GTE-base (General Text Embeddings) is a medium-sized text embedding model developed by Alibaba DAMO Academy. It represents a balanced trade-off between model size and performance, achieving an impressive 62.39% average score across 56 MTEB benchmark tasks. The model is specifically designed for generating high-quality text embeddings that can be used for various natural language processing tasks.
Implementation Details
Built on the BERT architecture, GTE-base produces 768-dimensional embeddings and can process sequences up to 512 tokens in length. The model was trained using a multi-stage contrastive learning approach on a diverse dataset of relevance text pairs, enabling robust semantic understanding across different domains.
- Efficient architecture with 109M parameters
- Strong performance in clustering (46.2%), pair classification (84.57%), and semantic textual similarity (82.3%)
- Optimized for both accuracy and computational efficiency
Core Capabilities
- Information Retrieval and Document Search
- Semantic Textual Similarity Assessment
- Text Reranking and Classification
- Cross-lingual Text Understanding (English-focused)
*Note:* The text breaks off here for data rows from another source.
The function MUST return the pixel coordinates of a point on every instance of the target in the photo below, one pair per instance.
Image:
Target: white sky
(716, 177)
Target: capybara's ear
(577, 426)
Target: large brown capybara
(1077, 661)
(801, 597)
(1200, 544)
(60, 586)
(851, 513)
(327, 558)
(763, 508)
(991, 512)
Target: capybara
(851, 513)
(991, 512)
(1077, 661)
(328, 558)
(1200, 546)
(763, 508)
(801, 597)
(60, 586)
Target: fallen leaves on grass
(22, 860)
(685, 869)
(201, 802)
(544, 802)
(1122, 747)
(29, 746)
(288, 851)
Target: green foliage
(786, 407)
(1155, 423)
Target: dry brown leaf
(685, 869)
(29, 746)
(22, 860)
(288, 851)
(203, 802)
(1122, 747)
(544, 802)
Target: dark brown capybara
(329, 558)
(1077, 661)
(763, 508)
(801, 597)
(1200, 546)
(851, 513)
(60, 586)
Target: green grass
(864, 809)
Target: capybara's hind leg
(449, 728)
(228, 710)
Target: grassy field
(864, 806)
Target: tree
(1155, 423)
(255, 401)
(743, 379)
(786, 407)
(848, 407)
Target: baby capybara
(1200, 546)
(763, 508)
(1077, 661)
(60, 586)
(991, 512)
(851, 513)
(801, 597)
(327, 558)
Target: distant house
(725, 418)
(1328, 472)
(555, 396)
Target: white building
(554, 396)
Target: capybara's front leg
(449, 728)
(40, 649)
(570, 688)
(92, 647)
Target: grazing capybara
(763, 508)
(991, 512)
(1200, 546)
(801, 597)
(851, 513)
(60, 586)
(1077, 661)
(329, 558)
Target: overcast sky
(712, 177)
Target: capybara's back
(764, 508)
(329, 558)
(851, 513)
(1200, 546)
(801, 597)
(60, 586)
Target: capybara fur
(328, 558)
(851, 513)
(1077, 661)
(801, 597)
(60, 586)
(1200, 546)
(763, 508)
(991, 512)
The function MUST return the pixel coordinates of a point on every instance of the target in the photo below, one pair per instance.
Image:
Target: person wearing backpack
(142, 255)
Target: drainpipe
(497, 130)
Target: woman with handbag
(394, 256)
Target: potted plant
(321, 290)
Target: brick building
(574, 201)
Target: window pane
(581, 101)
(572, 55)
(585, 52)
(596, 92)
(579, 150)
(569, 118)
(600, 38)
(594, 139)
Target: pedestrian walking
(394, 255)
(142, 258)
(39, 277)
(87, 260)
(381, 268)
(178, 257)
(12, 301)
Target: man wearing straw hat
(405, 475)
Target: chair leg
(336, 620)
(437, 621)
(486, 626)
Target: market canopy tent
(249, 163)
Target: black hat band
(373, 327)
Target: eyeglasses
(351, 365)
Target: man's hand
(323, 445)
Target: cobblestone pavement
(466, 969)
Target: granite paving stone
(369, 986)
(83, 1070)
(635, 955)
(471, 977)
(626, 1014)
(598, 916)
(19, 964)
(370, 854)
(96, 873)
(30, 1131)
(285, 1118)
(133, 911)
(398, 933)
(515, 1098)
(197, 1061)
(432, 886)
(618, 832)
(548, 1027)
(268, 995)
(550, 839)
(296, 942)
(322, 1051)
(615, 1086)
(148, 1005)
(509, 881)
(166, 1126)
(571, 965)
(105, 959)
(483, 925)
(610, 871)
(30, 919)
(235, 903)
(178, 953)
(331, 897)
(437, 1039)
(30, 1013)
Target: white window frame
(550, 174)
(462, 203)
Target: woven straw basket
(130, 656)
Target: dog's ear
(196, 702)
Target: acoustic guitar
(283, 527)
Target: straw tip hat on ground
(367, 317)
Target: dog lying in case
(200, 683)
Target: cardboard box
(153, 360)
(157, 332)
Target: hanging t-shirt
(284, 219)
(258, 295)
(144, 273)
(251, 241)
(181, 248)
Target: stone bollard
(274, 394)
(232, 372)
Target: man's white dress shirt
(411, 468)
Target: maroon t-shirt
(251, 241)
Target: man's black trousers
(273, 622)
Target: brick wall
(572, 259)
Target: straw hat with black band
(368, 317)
- Efficient Text Embedding Generation
Frequently Asked Questions
Q: What makes this model unique?
GTE-base stands out for its excellent performance-to-size ratio, achieving comparable results to larger models while being more resource-efficient. It ranks highly on the MTEB leaderboard and provides a strong balance between computational requirements and embedding quality.
Q: What are the recommended use cases?
The model excels in information retrieval, semantic similarity tasks, and text classification. It's particularly well-suited for applications requiring efficient text embeddings without compromising on quality, such as search systems, recommendation engines, and document similarity analysis.